Supporters "have completely miscalculated the sentiment in this House and in the Senate for public education and against draining any money away from it," Norton said, adding that the private-school vouchers are "hard to explain in members' districts back home" when federal public education reforms are underfunded by $9 billion and local budgets are strained.

[............]

In the Senate, Democrats debated their strategy on the voucher issue, which now appears unlikely to reach the Senate floor before next week at the earliest.

Norton said that instead of waging a filibuster, Senate Democrats would hold an open debate on the merits of the voucher concept.

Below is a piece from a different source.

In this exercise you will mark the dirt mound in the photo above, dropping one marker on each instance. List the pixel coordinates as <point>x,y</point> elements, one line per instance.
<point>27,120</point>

But a Senate Democratic aide, who spoke on the condition of anonymity, said the strategy remained undecided. While Democrats want to make clear that they seek an open debate, the aide said, "all tools remain available to Democrats to defeat this legislation."

It's good to see that the Democrats are now willing to be at least partially truthful about their real motivations - defending the budgets of NEA bureaucrats at all costs - but why maintain the fiction that this has anything to do with "underfunding?" For goodness' sake, this bill was crafted with an extra $10 million earmarked, precisely to prevent ludicrous claims of public schools being "drained"; what is more, the funding required will be from the federal government, so "local budgets" have absolutely zip to do with the bill at issue here. That the Democratic Party's representatives are willing to tell such blatant lies says a great deal about their desperation.

I await the Senate vote with interest, and I'm particularly interested in finding out if the Democrats are willing to go through with their threat of a filibuster. If they do dare carry one out, there will certainly be hell to pay. Most of the Democratic Party leadership appears to believe that black support is theirs by right, a sort of heirloom to be passed down through the generations, rather than something to be actively courted by bold deeds instead of mere words, but pointless gesture politics will no longer suffice to get out the black vote. Even if the GOP doesn't come calling, there's always the option of staying home on election day.